The Scoop on EMTs and Paramedics

What does it take to do the job of an EMT or Paramedic on a daily basis?

This is a 24/7 profession with life and death decisions every time you come to the aid of people who are in distress. If you are faint of heart - this might not be the job for you.

What in the World Does an EMTs or Paramedics Do?

EMT's are actually "Emergency Medical Technicians" (I know, that makes it sound WAY more important.) EMTs are sometimes called Paramedics, and, though these terms are used interchangeably, technically, they are not the same thing.

If you are working as an EMT, you are dispatched to emergency scenes by 911 operators to aid people who are hurt or in distress. You can provide just about any possible kind of medical care: CPR, setting bones, taking vital signs, subduing emotionally distressed individuals, etc. Anything that people need, you can do. In addition, a Paramedic can run IVs and administer drugs that are emergently necessary. Therein lies the difference between EMTs and Paramedics. Just think about the word (Paramedics are Medics who are in the field.) Just like Medics in the military can run IVs and administer drugs, so can a Paramedic coming out of an ambulance or helicopter.

What Kind of Training do I need (A.K.A. - Will I have to go to School?)

Unlike many other medical jobs, EMT's do not go to school at Colleges and Universities. The training programs for EMT's are offered at vocational schools and community colleges that provide a certificate of training, not a Degree or Diploma.

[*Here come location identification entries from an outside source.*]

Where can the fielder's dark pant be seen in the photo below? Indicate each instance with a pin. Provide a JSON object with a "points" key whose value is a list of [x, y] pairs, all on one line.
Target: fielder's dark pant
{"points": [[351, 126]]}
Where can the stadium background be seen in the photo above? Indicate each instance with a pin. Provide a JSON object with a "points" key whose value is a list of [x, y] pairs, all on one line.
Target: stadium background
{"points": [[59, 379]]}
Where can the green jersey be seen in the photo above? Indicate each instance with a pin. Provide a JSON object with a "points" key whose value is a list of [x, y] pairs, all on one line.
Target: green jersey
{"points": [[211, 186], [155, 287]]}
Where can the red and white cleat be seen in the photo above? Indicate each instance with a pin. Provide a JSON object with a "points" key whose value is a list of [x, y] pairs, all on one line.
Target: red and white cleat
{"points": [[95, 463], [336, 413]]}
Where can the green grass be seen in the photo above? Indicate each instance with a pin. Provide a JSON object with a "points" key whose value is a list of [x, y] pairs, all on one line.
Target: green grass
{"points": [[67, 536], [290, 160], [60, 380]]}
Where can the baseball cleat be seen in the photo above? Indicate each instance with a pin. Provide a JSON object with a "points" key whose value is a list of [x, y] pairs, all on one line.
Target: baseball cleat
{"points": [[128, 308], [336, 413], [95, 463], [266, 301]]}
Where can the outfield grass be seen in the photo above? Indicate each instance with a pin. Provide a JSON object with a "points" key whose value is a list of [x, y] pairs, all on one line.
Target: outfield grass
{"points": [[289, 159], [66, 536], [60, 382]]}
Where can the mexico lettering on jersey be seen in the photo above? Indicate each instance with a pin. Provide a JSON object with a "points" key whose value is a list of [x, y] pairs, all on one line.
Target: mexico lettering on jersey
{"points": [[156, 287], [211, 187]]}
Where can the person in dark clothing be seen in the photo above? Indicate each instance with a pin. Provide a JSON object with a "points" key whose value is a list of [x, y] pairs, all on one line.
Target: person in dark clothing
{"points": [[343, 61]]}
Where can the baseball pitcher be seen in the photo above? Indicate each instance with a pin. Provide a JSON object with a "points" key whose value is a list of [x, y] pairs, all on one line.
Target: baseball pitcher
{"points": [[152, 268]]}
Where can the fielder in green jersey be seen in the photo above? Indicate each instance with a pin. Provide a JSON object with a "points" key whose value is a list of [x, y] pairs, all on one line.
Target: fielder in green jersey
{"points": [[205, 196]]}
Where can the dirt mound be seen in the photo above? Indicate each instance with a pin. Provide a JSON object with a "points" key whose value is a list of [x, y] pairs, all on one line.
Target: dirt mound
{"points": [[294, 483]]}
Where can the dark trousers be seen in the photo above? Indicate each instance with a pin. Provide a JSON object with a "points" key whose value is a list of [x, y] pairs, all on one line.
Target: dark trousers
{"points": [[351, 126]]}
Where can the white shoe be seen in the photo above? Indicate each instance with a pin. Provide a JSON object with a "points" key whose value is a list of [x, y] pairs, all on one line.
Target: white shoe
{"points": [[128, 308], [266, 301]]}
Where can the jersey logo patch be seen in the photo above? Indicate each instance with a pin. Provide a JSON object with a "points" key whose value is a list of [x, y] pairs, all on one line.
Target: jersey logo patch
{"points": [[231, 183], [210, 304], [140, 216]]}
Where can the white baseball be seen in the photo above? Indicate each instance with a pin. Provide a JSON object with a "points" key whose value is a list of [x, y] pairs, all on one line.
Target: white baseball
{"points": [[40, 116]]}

EMT training begins with "Basic," where your responsibilities are limited. "Intermediate" training can add considerable more responsibility, depending on your state's regulations. The "Paramedic" level is the highest level with the most responsibility, sometimes supervising the other levels of EMT. Always, the EMT team reports to the emergency medical team of their hospital and is required to report each case when the patient(s) are delivered. After any run, the EMT team must restock and clean the ambulance in anticipation of the next emergency run. This kind of work is demanding, exciting and rewarding. Physically moving the patient from the scene of the accident can be difficult. Working within the medical timeframes to save a life can energizing and satisfying when things work out. Even when they don't, concentrating on the next job is required.

After you have completed your training, you will need to get certified by the NREMT (National Registry of EMTs). Typically, this is required by the state after you finish your training, but it also makes you look much more attractive to potential employers. Some other states require that you get a license from the State Medical Board, so check for the rules where you live.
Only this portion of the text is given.